Test DR with your vendors. It is not enough to have a DR SLA agreement with a cloud vendor. Your contract with the vendor should also include an annual test of DR with that vendor. In one case, a CIO colleague told me about a failed DR that his staff had executed with a vendor. “We were using a hybrid computing strategy,” he said. “We hosted our production ERP on premises in our data center, but we had a DR agreement with a cloud vendor that enabled us to go to the cloud if our internal system failed. When we tested the DR, it didn't work, even though we were both using the same hardware. We found that there were some differences in system software versions between the vendor’s configuration and ours — enough so the app wouldn’t failover. We wouldn't have known about this if we hadn't tested.”
Review and revise DR plans with vendors annually. To ensure that your DR plan is current with that of every cloud vendor that you use, arrange for an annual meeting with the vendor to go over DR so that your plan and the vendors’ plans stay in sync.
Ask vendors about multiple failover sites. Due diligence on any cloud vendor should include whether the vendor has multiple data centers in different geographic regions to which it can failover. An optimal strategy that has worked well for companies is to find a cloud vendor that has a local presence near corporate headquarters, and that also has at least one secondary data center in a different geographical location. This lowers the risk of putting all of your eggs in one basket in the event of a natural or other disaster that affects a specific geographical region.
Have your IT audit firm review your DR plan for vulnerabilities.

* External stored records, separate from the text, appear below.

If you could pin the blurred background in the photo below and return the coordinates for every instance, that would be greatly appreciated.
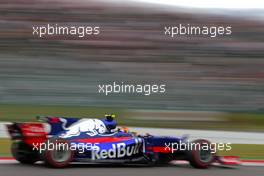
(211, 83)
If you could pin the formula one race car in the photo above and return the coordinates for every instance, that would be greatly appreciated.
(59, 141)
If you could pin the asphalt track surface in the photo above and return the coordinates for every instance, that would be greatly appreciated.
(16, 169)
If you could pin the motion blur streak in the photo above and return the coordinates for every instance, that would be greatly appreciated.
(201, 73)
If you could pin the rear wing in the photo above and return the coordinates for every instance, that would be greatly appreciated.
(27, 132)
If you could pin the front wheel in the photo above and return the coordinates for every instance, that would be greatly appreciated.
(201, 156)
(59, 156)
(24, 153)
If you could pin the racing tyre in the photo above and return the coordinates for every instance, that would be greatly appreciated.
(60, 155)
(201, 157)
(24, 153)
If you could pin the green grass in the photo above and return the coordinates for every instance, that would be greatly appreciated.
(245, 151)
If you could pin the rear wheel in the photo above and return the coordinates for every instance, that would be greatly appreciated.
(201, 157)
(24, 153)
(60, 156)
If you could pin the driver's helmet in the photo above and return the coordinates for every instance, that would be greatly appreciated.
(123, 129)
(110, 122)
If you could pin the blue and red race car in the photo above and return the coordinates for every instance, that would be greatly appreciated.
(60, 141)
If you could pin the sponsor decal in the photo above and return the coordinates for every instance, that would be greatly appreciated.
(118, 150)
(91, 127)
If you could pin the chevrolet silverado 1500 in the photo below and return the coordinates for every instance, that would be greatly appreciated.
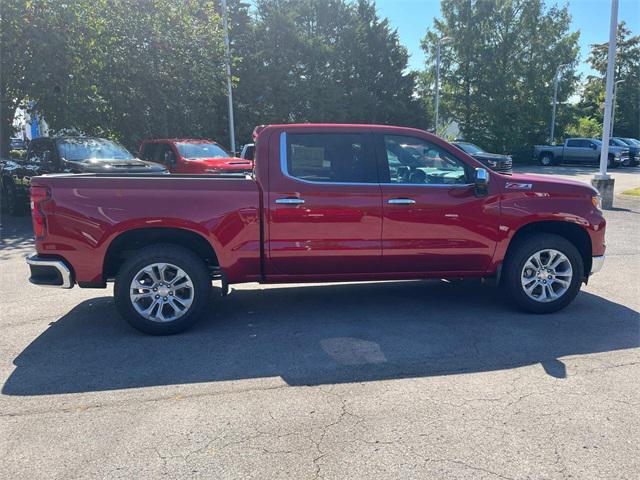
(326, 203)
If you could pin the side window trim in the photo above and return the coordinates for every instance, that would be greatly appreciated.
(383, 168)
(284, 169)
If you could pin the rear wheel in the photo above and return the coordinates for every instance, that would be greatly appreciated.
(162, 290)
(543, 273)
(546, 160)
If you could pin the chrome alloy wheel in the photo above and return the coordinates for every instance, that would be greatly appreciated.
(161, 292)
(546, 275)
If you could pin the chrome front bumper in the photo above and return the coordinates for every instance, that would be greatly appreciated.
(596, 264)
(49, 272)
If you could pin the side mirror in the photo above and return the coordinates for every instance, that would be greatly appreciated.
(481, 181)
(170, 158)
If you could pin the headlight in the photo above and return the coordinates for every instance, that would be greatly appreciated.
(597, 201)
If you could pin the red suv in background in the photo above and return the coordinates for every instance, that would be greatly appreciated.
(186, 155)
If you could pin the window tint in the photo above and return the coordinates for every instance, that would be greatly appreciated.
(413, 160)
(329, 157)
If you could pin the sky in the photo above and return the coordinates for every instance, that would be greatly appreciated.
(590, 17)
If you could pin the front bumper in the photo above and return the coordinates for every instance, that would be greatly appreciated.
(49, 272)
(596, 264)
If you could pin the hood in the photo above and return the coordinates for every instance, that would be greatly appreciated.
(221, 161)
(114, 166)
(490, 156)
(543, 183)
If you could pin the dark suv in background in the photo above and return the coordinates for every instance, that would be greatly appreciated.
(495, 161)
(65, 155)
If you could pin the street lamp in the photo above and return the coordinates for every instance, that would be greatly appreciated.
(613, 105)
(441, 41)
(225, 26)
(602, 181)
(556, 78)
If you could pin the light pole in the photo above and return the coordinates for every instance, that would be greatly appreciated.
(441, 41)
(225, 26)
(613, 105)
(556, 78)
(603, 182)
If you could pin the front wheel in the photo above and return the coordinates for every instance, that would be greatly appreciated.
(162, 289)
(543, 273)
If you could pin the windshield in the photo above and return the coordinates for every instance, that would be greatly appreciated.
(469, 148)
(87, 149)
(201, 150)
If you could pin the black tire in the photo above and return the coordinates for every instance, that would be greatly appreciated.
(165, 253)
(546, 160)
(514, 265)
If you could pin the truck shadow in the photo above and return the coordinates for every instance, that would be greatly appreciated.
(320, 335)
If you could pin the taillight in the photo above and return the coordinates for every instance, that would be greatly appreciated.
(39, 195)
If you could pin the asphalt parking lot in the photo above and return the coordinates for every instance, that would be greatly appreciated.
(420, 379)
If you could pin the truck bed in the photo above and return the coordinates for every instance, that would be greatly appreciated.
(87, 212)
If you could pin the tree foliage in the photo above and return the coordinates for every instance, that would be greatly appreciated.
(133, 69)
(627, 72)
(498, 69)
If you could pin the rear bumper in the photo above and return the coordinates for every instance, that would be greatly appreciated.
(50, 272)
(596, 264)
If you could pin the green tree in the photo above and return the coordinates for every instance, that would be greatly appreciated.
(627, 71)
(498, 69)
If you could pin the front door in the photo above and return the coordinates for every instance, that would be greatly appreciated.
(324, 205)
(433, 221)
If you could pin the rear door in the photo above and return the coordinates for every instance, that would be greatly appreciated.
(433, 222)
(324, 205)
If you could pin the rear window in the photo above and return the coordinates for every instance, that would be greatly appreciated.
(330, 157)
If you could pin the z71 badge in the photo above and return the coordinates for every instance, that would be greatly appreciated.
(518, 186)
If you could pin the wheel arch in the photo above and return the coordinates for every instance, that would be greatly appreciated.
(128, 242)
(572, 232)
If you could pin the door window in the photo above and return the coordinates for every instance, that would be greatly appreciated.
(329, 158)
(412, 160)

An outside IT audit firm can serve as an extra set of eyes to review your DR plan and identify any exposures you might have in using an assortment of third-party cloud vendors as part of a hybrid IT architecture. The audit firm will come back with a set of action items that you and your vendors can work on.
Include cloud vendors in your corporate risk assessments and board reports. Risk assessments, including those that concern IT, are now standard reporting items for boards of directors. It's likely that the CIO has already briefed the board on the strategic importance of moving more apps to the cloud, along with the need for a hybrid IT architecture. The next logical step is to brief the board on the risks that come with adopting a cloud IT strategy, and how the corporate DR plan is positioned to address these risks.
Don't forget about your DR Public Relations plan. Whether DR planning is done for on-premises systems that companies maintain, or for systems that companies have consigned to the cloud, one of the items that is most often overlooked in IT DR plans is coordination with internal PR/marketing on a DR communications and messaging plan for the board, stakeholders, employees, and customers if a major system goes off line. An IT-PR strategy that is carefully crafted and that relays timely information to all of these concerned parties can do much to maintain confidence in the company and to restore peace of mind if disaster strikes.